Rehabilitation of smell and diet in patients with olfactory loss
Project description
Our senses are pivotal to our perception of the world and our ability to navigate freely. If you lose one of your senses, it may have overwhelming consequences. This also applies if we lose our sense of smell which has considerable effect on our sense of taste. It will be difficult to distinguish raspberries from blackberries, and cinnamon will taste like nothing at all. For many it will affect the joy of eating and also the nutritional status and health.
A small group of patients will be able to train to regain their sense of smell, but it can be difficult to maintain the patients’ motivation for training. In this project the training will be combined with practical cooking with focus on consistency and other factors to heighten the eating experience, even if the sense of smell is gone. The purpose is to improve the nutritional status and the eating experience.

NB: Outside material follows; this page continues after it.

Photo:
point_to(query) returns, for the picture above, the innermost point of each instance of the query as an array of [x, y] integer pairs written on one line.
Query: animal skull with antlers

The project is divided into two parts. One takes place in collaboration with researchers from Copenhagen University. 80 patients with loss of smell will be included, along with 40 healthy persons. It will be examined whether strong tasting ingredients (like chili or horseradish) can be used to activate the memory of a full eating experience and thus increase the motivation to eat.
The other study takes place in collaboration with cooks and researchers from Aarhus University, and cooking school sessions will focus on the importance of the senses for the eating experience and the appetite. At the same time recipes will be developed in collaboration with the participants, and the results will be published to benefit other patients.
This grant is part of the VELUX FOUNDATIONs focus on rehabilitation research.